During his military career, Marescaux continued his studies at the École des ponts ParisTech, the École d'état-major, and the École de guerre. As a lieutenant, he was assigned to teach at the École du génie. He then directed the 19th Engineer Regiment Besançon. From 1993 to 1997, he was Director General of the École Polytechnique. After spending time with the Direction générale de l'armement, he became an Army General in 1999. He retired from the Army in 2002 as an inspecteur général des armées.

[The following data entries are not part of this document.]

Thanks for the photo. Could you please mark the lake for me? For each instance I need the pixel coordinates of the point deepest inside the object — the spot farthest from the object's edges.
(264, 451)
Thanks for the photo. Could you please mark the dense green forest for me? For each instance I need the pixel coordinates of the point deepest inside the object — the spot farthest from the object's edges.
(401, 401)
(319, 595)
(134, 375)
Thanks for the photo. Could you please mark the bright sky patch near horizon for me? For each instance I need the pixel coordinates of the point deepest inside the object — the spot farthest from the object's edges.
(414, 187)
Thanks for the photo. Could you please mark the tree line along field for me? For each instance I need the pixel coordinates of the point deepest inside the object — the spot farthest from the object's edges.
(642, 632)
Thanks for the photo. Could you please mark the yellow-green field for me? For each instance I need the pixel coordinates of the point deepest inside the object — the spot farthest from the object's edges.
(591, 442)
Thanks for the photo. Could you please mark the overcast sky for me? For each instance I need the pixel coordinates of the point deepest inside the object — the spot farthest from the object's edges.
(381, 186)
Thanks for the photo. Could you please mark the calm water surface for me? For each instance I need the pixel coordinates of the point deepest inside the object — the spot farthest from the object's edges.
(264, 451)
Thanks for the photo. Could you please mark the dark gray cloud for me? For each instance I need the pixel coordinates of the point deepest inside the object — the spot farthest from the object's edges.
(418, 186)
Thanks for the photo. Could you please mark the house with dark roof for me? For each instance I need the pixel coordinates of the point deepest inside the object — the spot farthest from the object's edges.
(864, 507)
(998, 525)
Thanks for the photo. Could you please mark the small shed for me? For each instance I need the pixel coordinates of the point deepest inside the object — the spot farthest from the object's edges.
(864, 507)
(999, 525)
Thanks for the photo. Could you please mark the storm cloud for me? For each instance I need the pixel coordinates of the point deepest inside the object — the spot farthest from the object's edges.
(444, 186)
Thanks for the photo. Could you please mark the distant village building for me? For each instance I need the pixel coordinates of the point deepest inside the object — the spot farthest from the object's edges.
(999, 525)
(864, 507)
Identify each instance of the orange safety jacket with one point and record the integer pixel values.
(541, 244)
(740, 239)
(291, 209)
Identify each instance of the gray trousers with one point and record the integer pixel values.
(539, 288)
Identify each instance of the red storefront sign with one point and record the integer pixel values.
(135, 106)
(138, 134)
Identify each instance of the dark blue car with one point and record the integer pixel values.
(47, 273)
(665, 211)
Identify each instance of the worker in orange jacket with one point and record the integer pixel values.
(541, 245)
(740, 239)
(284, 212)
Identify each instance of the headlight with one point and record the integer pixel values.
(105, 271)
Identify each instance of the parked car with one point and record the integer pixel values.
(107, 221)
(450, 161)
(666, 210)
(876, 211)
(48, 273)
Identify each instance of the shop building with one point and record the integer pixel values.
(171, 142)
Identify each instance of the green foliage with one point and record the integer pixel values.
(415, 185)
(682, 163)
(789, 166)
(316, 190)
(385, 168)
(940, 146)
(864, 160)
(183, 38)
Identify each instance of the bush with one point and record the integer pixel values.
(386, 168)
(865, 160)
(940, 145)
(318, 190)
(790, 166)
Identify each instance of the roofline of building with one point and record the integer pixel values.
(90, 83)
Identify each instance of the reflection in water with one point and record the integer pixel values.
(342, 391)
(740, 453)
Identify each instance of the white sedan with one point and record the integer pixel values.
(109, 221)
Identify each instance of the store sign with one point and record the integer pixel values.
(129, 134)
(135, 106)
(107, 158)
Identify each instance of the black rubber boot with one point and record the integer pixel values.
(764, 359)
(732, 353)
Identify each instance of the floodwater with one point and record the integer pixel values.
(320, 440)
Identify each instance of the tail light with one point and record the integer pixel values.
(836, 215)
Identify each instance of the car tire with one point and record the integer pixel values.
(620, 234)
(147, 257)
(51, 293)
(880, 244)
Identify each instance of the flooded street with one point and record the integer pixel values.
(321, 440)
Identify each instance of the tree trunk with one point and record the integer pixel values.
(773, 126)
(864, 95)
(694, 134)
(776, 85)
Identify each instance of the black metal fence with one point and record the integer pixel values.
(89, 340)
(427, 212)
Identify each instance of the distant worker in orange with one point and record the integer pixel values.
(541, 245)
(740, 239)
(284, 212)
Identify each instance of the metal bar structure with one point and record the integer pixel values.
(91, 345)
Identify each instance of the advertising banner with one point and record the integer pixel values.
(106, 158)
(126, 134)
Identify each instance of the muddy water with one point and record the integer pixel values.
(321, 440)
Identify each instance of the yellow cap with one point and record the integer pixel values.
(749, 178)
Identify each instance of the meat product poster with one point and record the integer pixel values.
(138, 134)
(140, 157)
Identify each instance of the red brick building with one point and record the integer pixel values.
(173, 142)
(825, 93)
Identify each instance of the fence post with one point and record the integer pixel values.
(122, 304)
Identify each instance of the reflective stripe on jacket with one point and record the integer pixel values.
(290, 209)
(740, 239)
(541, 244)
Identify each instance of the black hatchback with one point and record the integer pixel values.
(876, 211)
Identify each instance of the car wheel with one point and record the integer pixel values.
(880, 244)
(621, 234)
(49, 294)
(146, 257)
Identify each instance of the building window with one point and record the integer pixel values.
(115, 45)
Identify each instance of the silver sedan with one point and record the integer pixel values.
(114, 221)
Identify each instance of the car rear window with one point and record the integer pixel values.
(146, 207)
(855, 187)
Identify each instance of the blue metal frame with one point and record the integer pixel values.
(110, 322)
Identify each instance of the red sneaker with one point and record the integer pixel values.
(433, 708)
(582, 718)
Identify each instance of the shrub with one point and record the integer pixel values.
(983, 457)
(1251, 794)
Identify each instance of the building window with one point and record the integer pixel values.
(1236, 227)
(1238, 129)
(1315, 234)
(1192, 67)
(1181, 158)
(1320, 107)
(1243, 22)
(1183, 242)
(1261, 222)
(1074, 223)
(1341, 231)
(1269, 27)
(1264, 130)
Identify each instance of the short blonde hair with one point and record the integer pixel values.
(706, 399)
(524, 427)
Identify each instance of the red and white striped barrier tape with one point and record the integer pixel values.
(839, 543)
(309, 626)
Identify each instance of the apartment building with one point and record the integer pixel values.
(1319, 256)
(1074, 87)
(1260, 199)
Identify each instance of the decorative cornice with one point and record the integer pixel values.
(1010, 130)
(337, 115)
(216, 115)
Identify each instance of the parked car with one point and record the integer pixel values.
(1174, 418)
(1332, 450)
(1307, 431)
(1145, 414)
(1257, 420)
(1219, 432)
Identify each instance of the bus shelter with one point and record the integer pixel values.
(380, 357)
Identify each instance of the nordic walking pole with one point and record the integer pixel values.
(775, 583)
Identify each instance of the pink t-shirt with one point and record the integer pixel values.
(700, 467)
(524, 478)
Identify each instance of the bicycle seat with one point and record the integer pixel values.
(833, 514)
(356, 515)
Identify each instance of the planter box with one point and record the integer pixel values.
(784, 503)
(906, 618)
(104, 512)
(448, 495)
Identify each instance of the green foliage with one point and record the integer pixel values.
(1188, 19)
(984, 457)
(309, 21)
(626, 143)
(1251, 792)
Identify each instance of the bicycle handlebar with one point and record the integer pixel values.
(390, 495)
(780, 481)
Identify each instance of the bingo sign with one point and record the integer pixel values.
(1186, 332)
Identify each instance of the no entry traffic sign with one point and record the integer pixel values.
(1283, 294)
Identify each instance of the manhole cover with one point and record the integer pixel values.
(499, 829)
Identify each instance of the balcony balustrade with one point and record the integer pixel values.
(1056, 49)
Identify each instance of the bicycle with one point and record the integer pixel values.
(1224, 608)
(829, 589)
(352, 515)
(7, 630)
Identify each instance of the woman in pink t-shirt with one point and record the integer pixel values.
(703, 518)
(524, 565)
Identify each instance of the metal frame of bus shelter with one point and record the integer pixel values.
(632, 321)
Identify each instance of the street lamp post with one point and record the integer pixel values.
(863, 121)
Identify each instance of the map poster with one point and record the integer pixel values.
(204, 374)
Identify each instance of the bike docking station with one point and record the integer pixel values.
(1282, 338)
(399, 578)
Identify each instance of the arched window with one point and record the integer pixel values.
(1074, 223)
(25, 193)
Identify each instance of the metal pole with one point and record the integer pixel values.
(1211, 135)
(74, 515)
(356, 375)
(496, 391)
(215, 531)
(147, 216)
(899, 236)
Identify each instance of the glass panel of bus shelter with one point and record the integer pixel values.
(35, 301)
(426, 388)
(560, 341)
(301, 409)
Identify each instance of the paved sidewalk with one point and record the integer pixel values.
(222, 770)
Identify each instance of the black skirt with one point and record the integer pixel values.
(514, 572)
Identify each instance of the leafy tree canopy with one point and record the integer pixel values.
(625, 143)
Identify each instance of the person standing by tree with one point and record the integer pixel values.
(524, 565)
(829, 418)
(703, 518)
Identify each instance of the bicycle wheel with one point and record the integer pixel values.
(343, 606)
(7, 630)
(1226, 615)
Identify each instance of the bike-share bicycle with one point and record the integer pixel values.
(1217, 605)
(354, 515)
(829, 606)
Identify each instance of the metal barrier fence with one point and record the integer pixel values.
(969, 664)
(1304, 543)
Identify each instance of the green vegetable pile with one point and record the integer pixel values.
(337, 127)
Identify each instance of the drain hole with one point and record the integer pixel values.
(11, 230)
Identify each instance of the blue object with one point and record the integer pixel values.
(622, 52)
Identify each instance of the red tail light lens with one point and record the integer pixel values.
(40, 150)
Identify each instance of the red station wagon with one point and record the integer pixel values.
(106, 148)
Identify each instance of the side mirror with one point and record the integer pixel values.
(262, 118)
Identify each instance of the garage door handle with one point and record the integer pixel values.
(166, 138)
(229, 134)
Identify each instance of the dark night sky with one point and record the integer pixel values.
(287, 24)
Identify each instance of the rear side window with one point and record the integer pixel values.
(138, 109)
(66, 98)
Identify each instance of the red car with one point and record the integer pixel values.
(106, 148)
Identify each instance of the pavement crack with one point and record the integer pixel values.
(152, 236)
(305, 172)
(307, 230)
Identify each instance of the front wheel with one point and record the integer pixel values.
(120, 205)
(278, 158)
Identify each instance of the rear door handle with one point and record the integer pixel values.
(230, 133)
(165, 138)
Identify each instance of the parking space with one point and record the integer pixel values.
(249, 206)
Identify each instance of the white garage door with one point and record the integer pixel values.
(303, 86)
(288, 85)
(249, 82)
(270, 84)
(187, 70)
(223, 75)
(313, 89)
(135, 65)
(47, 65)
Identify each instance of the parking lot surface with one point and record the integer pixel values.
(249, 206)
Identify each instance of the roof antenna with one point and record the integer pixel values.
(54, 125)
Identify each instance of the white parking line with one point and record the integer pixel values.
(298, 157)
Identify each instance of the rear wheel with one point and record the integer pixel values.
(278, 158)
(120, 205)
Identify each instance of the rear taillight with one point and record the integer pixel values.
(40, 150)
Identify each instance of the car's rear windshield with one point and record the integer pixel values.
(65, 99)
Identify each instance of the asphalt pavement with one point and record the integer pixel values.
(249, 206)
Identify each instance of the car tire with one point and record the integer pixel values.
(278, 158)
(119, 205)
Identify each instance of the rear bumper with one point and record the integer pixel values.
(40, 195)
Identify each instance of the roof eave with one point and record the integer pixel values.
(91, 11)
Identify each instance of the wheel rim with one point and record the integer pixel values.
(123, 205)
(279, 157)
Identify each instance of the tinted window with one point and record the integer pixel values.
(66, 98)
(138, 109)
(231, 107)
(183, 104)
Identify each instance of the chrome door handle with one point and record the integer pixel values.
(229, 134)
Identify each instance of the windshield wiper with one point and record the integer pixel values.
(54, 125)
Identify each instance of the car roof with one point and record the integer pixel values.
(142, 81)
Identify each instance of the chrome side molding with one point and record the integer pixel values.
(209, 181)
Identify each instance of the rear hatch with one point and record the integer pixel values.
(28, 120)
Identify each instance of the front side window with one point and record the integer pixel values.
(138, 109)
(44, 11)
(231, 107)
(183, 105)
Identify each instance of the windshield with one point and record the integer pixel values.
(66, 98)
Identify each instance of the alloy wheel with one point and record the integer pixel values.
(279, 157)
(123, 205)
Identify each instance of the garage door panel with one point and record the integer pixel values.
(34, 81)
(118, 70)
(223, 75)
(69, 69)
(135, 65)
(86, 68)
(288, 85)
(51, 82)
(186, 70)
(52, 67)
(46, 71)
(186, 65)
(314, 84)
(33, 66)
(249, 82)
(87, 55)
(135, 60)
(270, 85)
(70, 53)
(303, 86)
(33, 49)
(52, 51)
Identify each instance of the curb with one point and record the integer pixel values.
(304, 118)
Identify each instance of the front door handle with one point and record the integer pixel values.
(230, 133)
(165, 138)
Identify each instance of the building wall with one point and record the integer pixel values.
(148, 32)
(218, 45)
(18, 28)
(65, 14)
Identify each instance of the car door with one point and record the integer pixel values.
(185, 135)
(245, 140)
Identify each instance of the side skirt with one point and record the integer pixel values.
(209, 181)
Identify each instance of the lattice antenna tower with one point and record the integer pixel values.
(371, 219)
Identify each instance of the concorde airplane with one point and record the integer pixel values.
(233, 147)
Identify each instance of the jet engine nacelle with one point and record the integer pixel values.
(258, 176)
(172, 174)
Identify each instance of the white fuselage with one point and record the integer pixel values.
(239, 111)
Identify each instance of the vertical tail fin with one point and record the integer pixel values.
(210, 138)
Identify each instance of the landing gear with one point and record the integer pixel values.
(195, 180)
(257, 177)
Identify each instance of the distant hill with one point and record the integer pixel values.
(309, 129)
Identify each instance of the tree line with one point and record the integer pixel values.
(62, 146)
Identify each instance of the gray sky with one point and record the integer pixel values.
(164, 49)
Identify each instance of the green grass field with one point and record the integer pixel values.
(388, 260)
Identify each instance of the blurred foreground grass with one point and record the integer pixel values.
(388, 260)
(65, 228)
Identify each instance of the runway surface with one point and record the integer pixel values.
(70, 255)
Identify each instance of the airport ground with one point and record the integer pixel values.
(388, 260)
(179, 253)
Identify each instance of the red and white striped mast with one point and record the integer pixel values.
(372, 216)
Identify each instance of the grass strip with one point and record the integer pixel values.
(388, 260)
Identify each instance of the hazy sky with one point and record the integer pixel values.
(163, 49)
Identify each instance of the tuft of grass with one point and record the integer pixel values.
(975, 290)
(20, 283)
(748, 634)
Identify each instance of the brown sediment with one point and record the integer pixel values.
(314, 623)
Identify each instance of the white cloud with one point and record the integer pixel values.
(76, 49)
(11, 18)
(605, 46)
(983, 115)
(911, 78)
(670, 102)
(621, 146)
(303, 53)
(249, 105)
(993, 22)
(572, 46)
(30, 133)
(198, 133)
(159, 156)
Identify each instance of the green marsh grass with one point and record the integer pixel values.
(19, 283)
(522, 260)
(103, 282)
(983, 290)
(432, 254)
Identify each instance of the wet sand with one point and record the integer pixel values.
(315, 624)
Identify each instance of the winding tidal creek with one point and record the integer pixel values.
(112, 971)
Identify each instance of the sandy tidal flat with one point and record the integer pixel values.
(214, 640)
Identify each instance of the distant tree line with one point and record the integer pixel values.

In 2004, Marescaux was ordained a deacon with the Diocese of Versailles by Bishop Éric Aumonier, devoting himself to the service of prostitutes. After his experience with the Mouvement du Nid, he founded the Association Tamaris for the prostitutes' aide. He assisted in getting several hundred of them out of sex work, offering French classes to foreigners and tutoring them in their courses. In 2019, he published a book on his experiences, titled Les prostituées nous précèdent.

Henri Marescaux died in Le Chesnay on 1 April 2021 at the age of 77.